The typical large data center environment has already embraced a variety of virtualization technologies at the server and storage levels. Add-on technologies offering automation and abstraction via service oriented architecture (SOA) are now allowing them to extend these capabilities up the stack – towards private database and application sub-clouds. These developments seem more pronounced in the banking, financial services and managed services sectors. However while working on Data Palette automation projects at Stratavia, every once-in-a-while I do come across IT leaders, architects and operations engineering DBAs in other industries as well, that are beginning to envision how specific facets of private cloud architectures can enable them to service their users and customers more effectively (while also compensating for the workload for some of their colleagues that have exited their companies due to the ongoing economic turmoil). I wanted to specifically share here some of the progress in database and application administration with regard to cloud computing.

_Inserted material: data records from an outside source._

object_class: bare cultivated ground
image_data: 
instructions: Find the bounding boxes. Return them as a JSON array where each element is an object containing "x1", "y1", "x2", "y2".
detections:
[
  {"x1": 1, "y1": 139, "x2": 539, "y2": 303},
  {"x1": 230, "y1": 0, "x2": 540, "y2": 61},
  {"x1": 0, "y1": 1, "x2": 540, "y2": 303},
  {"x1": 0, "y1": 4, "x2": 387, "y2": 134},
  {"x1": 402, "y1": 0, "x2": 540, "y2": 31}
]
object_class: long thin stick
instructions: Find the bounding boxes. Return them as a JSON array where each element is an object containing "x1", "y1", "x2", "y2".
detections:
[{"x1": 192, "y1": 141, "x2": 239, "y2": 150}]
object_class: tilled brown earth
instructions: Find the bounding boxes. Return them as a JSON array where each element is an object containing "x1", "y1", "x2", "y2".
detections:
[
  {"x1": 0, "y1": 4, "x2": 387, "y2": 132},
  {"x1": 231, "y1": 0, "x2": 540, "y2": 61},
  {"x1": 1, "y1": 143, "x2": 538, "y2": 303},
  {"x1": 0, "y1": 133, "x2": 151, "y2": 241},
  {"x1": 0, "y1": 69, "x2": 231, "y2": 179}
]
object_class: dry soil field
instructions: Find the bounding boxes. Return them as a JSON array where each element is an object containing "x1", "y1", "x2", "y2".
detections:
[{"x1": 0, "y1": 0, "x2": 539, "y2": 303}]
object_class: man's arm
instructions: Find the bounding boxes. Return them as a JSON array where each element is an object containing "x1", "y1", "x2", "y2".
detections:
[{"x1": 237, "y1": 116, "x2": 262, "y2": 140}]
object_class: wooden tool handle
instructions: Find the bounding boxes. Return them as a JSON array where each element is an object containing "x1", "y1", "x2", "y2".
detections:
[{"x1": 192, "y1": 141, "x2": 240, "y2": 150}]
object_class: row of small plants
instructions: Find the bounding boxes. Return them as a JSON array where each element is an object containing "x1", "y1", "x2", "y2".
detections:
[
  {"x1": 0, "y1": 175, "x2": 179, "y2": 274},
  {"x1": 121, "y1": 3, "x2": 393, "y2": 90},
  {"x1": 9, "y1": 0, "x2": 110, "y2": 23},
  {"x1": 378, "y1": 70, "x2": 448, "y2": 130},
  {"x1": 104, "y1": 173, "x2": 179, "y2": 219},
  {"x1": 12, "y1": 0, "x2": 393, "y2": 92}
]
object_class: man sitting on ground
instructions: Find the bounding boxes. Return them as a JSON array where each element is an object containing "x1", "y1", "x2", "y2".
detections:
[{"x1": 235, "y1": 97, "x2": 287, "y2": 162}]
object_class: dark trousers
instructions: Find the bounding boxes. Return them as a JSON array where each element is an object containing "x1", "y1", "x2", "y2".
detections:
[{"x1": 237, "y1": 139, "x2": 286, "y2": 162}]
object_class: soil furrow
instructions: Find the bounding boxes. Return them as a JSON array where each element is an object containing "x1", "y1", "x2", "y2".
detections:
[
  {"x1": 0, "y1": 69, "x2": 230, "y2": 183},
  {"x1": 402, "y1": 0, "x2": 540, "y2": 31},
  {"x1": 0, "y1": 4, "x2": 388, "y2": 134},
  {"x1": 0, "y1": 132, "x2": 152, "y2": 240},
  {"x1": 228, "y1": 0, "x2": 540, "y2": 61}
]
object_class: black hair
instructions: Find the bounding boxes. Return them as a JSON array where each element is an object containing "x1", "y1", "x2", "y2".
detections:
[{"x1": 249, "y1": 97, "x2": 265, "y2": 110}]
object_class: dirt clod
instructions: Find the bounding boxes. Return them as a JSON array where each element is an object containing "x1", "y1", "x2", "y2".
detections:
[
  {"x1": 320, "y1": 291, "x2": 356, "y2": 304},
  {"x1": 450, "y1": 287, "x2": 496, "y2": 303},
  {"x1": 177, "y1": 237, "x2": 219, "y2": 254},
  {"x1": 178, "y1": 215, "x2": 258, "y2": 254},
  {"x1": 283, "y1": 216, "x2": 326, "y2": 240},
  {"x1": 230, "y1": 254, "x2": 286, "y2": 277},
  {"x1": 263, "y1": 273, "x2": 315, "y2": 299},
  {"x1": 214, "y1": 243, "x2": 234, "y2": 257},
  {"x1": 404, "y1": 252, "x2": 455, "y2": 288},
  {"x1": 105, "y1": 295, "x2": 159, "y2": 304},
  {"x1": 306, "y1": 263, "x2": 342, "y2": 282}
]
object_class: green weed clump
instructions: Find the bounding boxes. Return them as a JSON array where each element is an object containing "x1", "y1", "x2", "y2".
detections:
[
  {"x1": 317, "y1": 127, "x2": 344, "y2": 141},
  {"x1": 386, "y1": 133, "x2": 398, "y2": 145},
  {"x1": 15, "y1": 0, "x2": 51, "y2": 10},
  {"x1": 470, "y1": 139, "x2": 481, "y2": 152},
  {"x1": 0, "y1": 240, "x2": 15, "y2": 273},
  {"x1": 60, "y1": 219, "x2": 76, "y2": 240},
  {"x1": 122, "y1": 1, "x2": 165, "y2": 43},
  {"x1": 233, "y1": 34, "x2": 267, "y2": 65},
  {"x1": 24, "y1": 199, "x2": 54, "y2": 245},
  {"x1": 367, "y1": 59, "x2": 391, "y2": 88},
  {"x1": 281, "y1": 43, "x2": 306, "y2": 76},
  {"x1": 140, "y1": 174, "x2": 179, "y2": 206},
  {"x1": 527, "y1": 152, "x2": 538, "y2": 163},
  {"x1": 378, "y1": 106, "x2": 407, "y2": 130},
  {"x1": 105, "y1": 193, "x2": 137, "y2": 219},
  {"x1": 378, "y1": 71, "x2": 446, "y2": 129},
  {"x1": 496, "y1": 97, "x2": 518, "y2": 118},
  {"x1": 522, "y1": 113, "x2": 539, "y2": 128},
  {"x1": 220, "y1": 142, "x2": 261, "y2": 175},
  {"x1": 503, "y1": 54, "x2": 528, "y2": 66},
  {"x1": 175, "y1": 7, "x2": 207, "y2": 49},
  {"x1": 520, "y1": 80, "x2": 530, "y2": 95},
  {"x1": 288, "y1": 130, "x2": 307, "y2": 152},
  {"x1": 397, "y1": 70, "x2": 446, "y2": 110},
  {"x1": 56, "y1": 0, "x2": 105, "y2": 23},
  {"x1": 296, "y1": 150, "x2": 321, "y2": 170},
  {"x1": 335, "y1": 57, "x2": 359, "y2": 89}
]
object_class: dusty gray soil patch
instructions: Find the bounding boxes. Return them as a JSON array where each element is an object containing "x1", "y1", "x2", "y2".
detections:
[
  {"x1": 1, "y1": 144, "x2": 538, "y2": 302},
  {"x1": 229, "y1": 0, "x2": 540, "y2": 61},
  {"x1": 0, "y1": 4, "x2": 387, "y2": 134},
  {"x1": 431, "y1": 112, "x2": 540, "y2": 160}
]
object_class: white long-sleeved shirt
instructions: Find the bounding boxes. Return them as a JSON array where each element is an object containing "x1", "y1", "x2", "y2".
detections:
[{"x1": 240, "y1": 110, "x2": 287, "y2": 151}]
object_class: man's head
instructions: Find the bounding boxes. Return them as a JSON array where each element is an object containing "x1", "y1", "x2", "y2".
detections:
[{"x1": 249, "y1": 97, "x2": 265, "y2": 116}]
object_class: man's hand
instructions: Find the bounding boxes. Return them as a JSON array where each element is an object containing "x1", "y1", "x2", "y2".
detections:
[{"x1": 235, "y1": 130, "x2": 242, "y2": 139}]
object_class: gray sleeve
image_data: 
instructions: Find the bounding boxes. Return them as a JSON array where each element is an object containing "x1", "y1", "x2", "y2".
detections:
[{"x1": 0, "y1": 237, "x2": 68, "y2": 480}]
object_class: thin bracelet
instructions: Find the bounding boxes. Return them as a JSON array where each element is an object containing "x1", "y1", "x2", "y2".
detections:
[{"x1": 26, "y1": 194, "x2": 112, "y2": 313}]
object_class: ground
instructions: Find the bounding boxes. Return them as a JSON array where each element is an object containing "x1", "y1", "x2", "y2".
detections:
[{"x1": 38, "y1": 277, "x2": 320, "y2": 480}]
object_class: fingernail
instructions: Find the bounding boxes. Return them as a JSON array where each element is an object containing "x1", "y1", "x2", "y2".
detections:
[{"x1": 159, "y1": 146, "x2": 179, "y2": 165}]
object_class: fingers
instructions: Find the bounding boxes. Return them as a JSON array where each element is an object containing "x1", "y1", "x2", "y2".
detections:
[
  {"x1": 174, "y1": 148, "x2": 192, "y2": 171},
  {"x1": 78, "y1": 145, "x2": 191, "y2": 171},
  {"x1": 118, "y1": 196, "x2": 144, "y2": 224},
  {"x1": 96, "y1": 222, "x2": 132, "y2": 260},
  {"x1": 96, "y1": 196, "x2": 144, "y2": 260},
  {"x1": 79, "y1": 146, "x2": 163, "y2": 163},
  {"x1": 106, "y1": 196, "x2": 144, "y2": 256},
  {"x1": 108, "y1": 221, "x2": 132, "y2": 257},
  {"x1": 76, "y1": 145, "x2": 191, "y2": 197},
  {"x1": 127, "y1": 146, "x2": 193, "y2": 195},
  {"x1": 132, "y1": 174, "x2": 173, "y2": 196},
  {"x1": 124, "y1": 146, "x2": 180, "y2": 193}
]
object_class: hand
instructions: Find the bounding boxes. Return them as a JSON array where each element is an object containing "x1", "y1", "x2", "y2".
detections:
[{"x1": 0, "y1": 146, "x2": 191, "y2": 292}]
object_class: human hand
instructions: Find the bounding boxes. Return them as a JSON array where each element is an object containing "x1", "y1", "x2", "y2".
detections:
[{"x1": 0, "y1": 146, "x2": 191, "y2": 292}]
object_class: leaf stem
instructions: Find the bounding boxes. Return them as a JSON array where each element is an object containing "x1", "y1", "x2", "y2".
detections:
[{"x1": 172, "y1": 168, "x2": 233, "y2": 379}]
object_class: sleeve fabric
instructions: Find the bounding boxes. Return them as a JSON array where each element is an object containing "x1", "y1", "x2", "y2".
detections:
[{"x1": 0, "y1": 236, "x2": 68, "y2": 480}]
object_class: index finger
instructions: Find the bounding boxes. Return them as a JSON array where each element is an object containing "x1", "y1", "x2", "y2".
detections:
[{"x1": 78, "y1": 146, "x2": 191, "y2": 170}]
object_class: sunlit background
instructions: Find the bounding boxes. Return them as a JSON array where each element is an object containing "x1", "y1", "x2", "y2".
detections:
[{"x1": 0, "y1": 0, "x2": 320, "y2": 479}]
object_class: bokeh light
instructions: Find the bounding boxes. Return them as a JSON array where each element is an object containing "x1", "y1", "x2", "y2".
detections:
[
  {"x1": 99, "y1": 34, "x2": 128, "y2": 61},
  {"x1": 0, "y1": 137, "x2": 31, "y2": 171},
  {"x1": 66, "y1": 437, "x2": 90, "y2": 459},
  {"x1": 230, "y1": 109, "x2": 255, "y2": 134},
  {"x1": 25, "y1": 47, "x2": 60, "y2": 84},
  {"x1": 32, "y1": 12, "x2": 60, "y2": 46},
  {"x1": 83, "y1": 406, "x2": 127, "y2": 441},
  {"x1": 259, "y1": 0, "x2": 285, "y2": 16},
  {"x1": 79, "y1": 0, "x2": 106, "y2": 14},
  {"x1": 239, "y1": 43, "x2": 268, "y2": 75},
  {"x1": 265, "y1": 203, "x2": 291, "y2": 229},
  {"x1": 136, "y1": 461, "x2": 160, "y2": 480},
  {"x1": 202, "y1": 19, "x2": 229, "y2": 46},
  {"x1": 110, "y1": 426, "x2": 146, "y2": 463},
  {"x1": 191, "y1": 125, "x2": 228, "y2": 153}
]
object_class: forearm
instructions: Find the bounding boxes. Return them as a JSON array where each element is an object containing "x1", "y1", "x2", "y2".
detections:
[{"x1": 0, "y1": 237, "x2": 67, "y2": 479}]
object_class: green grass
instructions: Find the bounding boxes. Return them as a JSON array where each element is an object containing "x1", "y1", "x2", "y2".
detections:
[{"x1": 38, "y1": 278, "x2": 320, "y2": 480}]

So, for those database and application admins that haven’t had a lot of exposure to cloud computing (which BTW, is a common situation since most IT admins and operations DBAs are dealing with boatloads of “real-world hands-on work” rather than participating in the next evolution of database deployments), let’s take a moment to understand what it is and its relative benefits. An “application” in this context, refers to any enterprise-level app - both 3rd party (say, SAP or Oracle eBusiness Suite) as well as home-grown N-Tier apps that have a fairly large footprint. Those are the kind of applications that get maximum benefit from the cloud. Hence I use the word “data center asset” or simply “asset” to refer to any type of database or application. However at times, I do resort to specific database terminology and examples, which can be extrapolated to other application and middleware types as well.

Essentially a cloud architecture refers to a collection of data center assets (say, database instances, or just schemas to allow more granularity) that are dynamically provisioned and managed throughout their lifecycle – based on pre-defined service levels. This lifecycle covers multiple areas starting with deployment planning (e.g., capacity, configuration standards, etc.), provisioning (installation, configuration, patching and upgrades) and maintenance (space management, logfile management, etc.) extending all the way to incident and problem management (fire-fighting, responding to brown-outs and black-outs), and service request management (e.g., data refreshes, app cloning, SQL/DDL release management, and so on). All of these facets are managed centrally such that the entire asset pool can be viewed and controlled as one large asset (effectively virtualizing that asset type into a “cloud”).

Here’s a picture representing a fully baked database cloud implementation (if the picture is blurry, click on it to open up a clearer version):

As I had mentioned in a prior blog entry, there are multiple components that have come together to enable a cloud architecture. But more on that later. Let’s look at database/application specific attributes of a cloud (you could read it as a list of requirements for a database cloud).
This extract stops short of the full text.